In his scholarship, Mott, who received WPI Board of Trustees’ Award for Outstanding Research and Creative Scholarship in 1993, has ranged beyond Emerson, publishing papers and books on Thoreau, Hawthorne, Melville, and other writers whose work constituted the American Renaissance. His work has won him praise and recognition, including the Thoreau Society’s Walter Harding Distinguished Service Award.
In the classroom, Mott has enjoyed bringing the Transcendentalists to life for his students.
“The Transcendentalists have a reputation for being remote and abstract. But no one is easier to teach to [young people],” says Mott. “The questions they ask are the same we ask in every generation: Who are we?
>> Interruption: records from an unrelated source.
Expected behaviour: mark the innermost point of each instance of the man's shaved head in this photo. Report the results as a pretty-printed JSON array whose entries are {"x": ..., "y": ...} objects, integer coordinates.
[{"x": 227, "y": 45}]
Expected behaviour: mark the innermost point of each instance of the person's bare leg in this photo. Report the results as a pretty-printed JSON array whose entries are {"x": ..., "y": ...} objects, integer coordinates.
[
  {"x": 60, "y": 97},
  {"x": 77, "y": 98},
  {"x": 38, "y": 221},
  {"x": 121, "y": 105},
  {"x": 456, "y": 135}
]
Why are we here?”
Mott says Thoreau lends himself particularly well to career-minded engineering students
“It’s actually easy to teach him, because he was a civil engineer,” surveying and mapping the area of Walden Pond. He was also a chemical engineer, using plumbago, a naturally occurring soft carbon, in his family’s pencil-making business, as well a mechanical engineer, because he also made the pencils, says Mott.
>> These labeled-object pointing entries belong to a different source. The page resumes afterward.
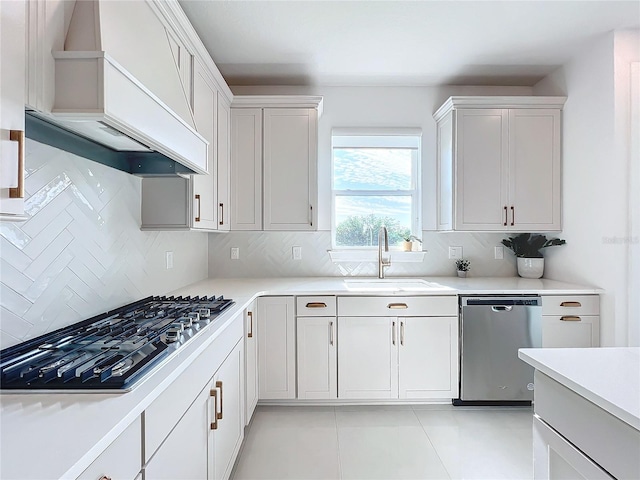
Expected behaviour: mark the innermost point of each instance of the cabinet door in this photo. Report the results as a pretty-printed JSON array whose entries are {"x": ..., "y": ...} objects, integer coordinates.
[
  {"x": 534, "y": 169},
  {"x": 190, "y": 438},
  {"x": 246, "y": 169},
  {"x": 290, "y": 168},
  {"x": 317, "y": 359},
  {"x": 570, "y": 331},
  {"x": 229, "y": 431},
  {"x": 368, "y": 354},
  {"x": 554, "y": 458},
  {"x": 205, "y": 210},
  {"x": 12, "y": 98},
  {"x": 251, "y": 360},
  {"x": 481, "y": 152},
  {"x": 224, "y": 163},
  {"x": 276, "y": 348},
  {"x": 428, "y": 357}
]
“I think Thoreau works very well for engineer students,” he says, adding that he might not have explored that aspect of Thoreau’s life had he not come to teach at WPI.
With WPI’s proximity to Walden Pond and Mott’s position as advisor to Omicron Iota, WPI’s chapter of the Alpha Phi Omega national service fraternity, he has been able to offer IQPs and Independent Study/Projects to students that blend literature and history with environmentalism and civil engineering, focused on efforts to save Thoreau’s Walden Woods from development.
“Working with the students to build toward the success of that project has been especially satisfying to me,” he says.
The tradition of awarding the Chairman’s Exemplary Faculty Prize was established in 2007 through the personal philanthropy of Donald K. Peterson ’71, then chairman of the WPI Board of Trustees. It was continued this year by current board chairman Philip B. Ryan ’65.